I am curious about the "*Premium Members Only" *section.  Is it an extra cost option?  I haven't seen one before on a forum.  Do you get a secret decoder ring?

I am in the process of setting up an old 8" lathe I bought years ago.  Lots of learning to do and lots of parts to buy.  It only has 1/2" between the compound slide and the centre line so I will be mounting the QCTP I just ordered on the cross slide.

The QCTP I ordered is the Chinese Multifix, A size from Create Tool, half the cost of the European version from kar.ca  Does anybody else have that style?Would there be interest in my mounting efforts?

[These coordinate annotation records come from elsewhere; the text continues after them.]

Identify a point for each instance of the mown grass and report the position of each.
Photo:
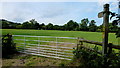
(95, 36)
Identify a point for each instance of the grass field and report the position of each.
(94, 36)
(42, 61)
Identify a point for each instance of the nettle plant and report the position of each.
(91, 59)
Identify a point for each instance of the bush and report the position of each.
(8, 46)
(91, 59)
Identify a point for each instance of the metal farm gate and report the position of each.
(47, 46)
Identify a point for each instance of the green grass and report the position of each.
(95, 36)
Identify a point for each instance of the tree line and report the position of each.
(84, 25)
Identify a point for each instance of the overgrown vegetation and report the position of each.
(91, 59)
(8, 46)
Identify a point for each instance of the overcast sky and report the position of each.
(52, 12)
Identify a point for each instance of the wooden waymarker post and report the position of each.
(105, 28)
(105, 14)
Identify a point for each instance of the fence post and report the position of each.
(106, 13)
(110, 48)
(38, 45)
(56, 46)
(24, 43)
(78, 43)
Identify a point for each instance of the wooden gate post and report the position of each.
(105, 32)
(105, 28)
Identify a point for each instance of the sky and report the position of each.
(58, 13)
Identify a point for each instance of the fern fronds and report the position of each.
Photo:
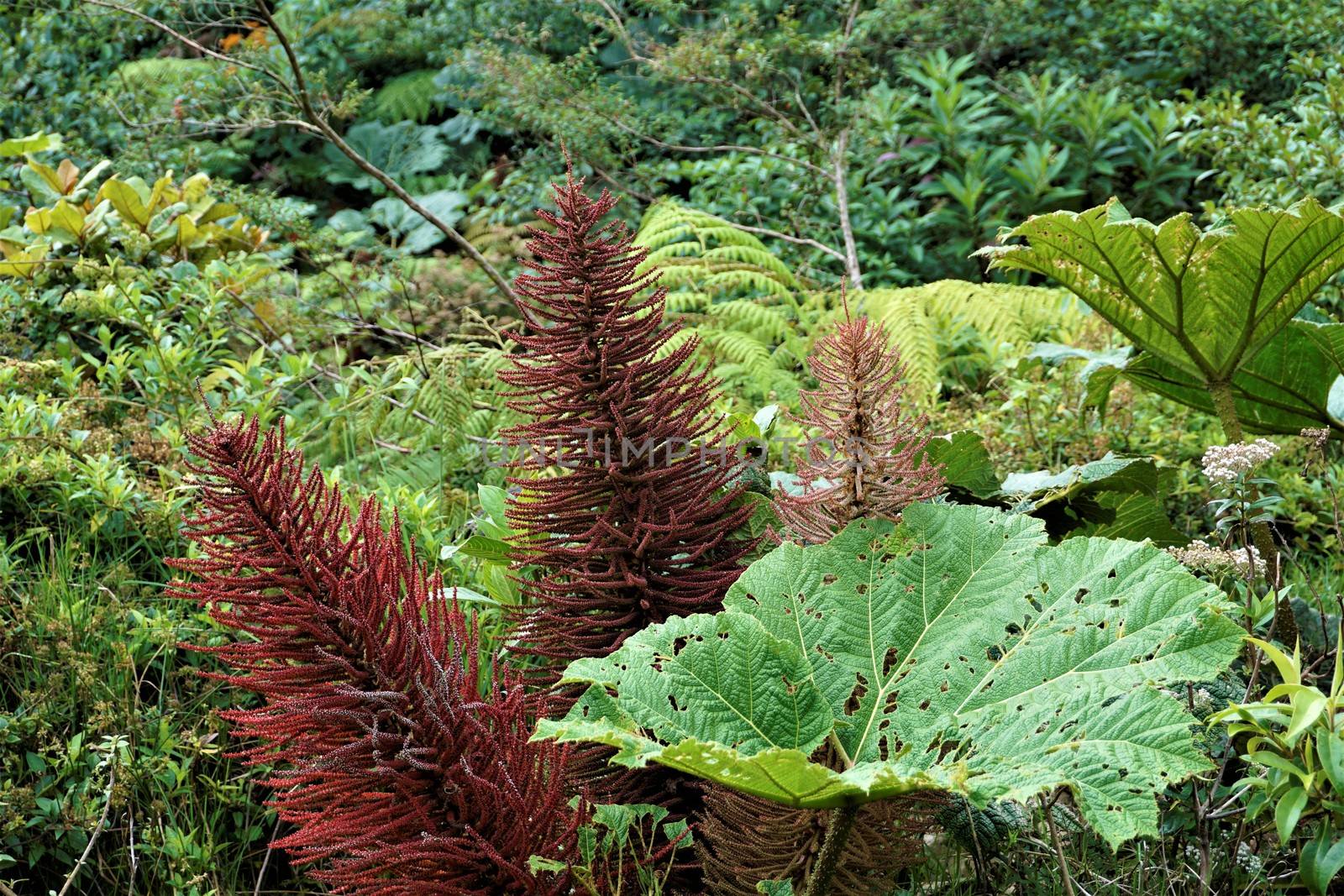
(413, 96)
(1001, 318)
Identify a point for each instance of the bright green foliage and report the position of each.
(949, 327)
(739, 300)
(1296, 741)
(953, 652)
(1203, 301)
(89, 215)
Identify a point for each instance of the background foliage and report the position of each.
(168, 244)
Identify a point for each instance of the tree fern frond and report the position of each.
(1001, 317)
(413, 96)
(761, 320)
(743, 348)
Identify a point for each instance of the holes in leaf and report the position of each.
(857, 696)
(889, 660)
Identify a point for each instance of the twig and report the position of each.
(107, 808)
(306, 103)
(1059, 848)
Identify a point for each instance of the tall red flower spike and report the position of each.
(638, 523)
(400, 773)
(869, 461)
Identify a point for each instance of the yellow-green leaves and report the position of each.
(1296, 738)
(1203, 301)
(954, 652)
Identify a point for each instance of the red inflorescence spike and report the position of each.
(869, 459)
(401, 765)
(635, 517)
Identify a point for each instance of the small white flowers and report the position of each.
(1200, 555)
(1317, 437)
(1227, 463)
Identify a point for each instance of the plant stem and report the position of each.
(1261, 537)
(1059, 848)
(837, 833)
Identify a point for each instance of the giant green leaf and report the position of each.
(1117, 497)
(954, 652)
(1292, 383)
(1202, 301)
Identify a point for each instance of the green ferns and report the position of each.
(757, 320)
(732, 295)
(956, 652)
(953, 329)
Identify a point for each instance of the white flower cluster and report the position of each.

Bye for now.  Cheers.   Mike


----------



## Janger (Jan 30, 2018)

Welcome Mike.
Chinese multifix? Sounds interesting please post links.


----------



## Janger (Jan 30, 2018)

http://www.createtool.com/list.asp?cid=33

These? Look pretty good. What is shipping going to ding you?


----------



## PeterT (Jan 30, 2018)

Welcome Mike. I had to refresh my memory of what Premium was about, link here
https://canadianhobbymetalworkers.com/threads/new-old-member-in-calgary.696/page-2#post-6563

Those QCTP tool posts look like good value.  Look forward to see how you like it & how it installed. When I got into hobby machining the Asian cloners were mostly focusing on the N-Am dovetail design, so that's what I have. I always lusted for one of those 'euro' type models, but they were brutally expensive on their own, unless it came attached to a Swiss lathe . Not just the tool post but also the individual tool holders themselves. Especially if you anticipated having more than a couple tool holders already set up. I was also told my a machinist friend (right or wrong) they were on their way out. My own opinion is they are a net better design, but more expensive to make, so maybe didn't attract the 'offshore re-manufacture' attention like that link. So about the only negative I can think of is you are kind of on your own island in terms of the design dimensions & accessories, whereas the knockoff dovetails are available everywhere.


----------



## Wet Coast (Jan 30, 2018)

One Chinese manufacturer is a down side.  For a basic kit, tool post, (3 bit holders and an 80mm cylindrical holder) the cost is $240US plus $40 shipping.  I have just ordered about twice that and am waiting for their quote.  They offer 4 sizes of tool holder, a cutoff blade holder, a boring bar holder and a pair of threading attachments that cost about 250 each as well as the cylindrical holder.  The cutoff blade holder is on the small side but for $70 I am not complaining.


----------